Ausstellung Das Kunstmuseum Bern feiert den 150. Geburtstag des im Thurgau aufgewachsenen Bilderbuchkünstlers Ernst Kreidolf mit einer vielseitigen Werkschau. «Faltertanz und Hundefest» stellt seine Tierliebe ins Zentrum, würdigt Kreidolf aber auch als wissenschaftlich präzisen Zeichner – und als Maler. Bettina Kugler
Doggen im Glück: In Kreidolfs Buch «Das Hundefest» (1928) ist das «Karussell» ein Vorgeschmack künftiger Festfreuden – und auf das Ende im Hundehimmel. (Bild: Katalog)

Doggen im Glück: In Kreidolfs Buch «Das Hundefest» (1928) ist das «Karussell» ein Vorgeschmack künftiger Festfreuden – und auf das Ende im Hundehimmel. (Bild: Katalog)

Die Wiese war sein liebstes Buch. Ein Kosmos, den Ernst Kreidolf schon als Kind im thurgauischen Tägerwilen aufmerksam studierte; eine Welt, in der er als Zeichner seine Figuren fand, um ihnen ein märchenhaftes Dasein anzudichten.

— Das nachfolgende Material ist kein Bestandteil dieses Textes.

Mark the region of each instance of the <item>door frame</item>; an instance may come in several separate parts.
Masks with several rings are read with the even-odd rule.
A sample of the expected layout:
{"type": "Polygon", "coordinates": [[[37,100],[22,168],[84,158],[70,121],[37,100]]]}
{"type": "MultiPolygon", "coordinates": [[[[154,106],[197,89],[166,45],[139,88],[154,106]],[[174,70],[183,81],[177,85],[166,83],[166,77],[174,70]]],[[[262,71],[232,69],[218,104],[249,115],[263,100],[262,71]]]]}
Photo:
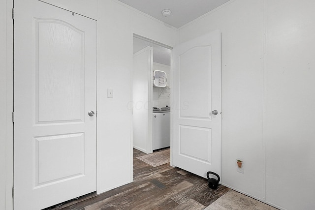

Die «Sommervögel» und das «Lenzgesind» dürfen denn auch nicht fehlen in einer Ausstellung, die den 1863 in Bern geborenen Malerpoeten umfassend würdigen will. Ebenso wenig die «Grashupfer», grazile Sportsfreunde beim Rössliballspielen, bei Seiltanz, Kegelfreuden und beim Ständchen im Abendrot. Allesamt wurden sie zu über viele Jahrzehnte hindurch beliebten Bilderbüchern, die bis heute nichts an kindlich-hintersinnigem Charme eingebüsst haben. Taufrisch wirken sie, in buchstäblichem Sinne, auch für Kinder der Generation Pokémon. In ihrer Zeit waren Kreidolfs Kreaturen und die dazugehörigen Verse geradezu revolutionär – verspielt, naturgetreu, poetisch, ohne erzieherischen Zweck. Reiner Bilderzauber für das Kind in jedem Menschen.

Schmetterlingsleicht

Allein schon die Namen der Schmetterlinge, die Ernst Kreidolf als Bub ins Herz schloss und später mit Liebe zum zoologischen Detail in Szene setzte, geben der Phantasie reichlich Nahrung. Trauermantel und Kleiner Fuchs, Schwalbenschwanz und Admiral erzählen bei Kreidolf auf einem einzigen Blatt ganze Geschichten von Lebenslust und Vergänglichkeit. Als «Blumen, die fliegen können», beschrieb er sie in der Zeitschrift «Der Türmer». Mit ebenso viel Sinn für botanische Genauigkeit widmete er sich den Stiefmütterchen und Silberdisteln, gab ihnen Charakter und Rollen in der Natur und schuf eine behagliche Welt im Wiesengrund. Allerdings nicht ohne das zeittypische «Stirb und werde»: Die Vorläufigkeit des Schönen und Heiteren gehört untrennbar zu Kreidolfs Idyllen.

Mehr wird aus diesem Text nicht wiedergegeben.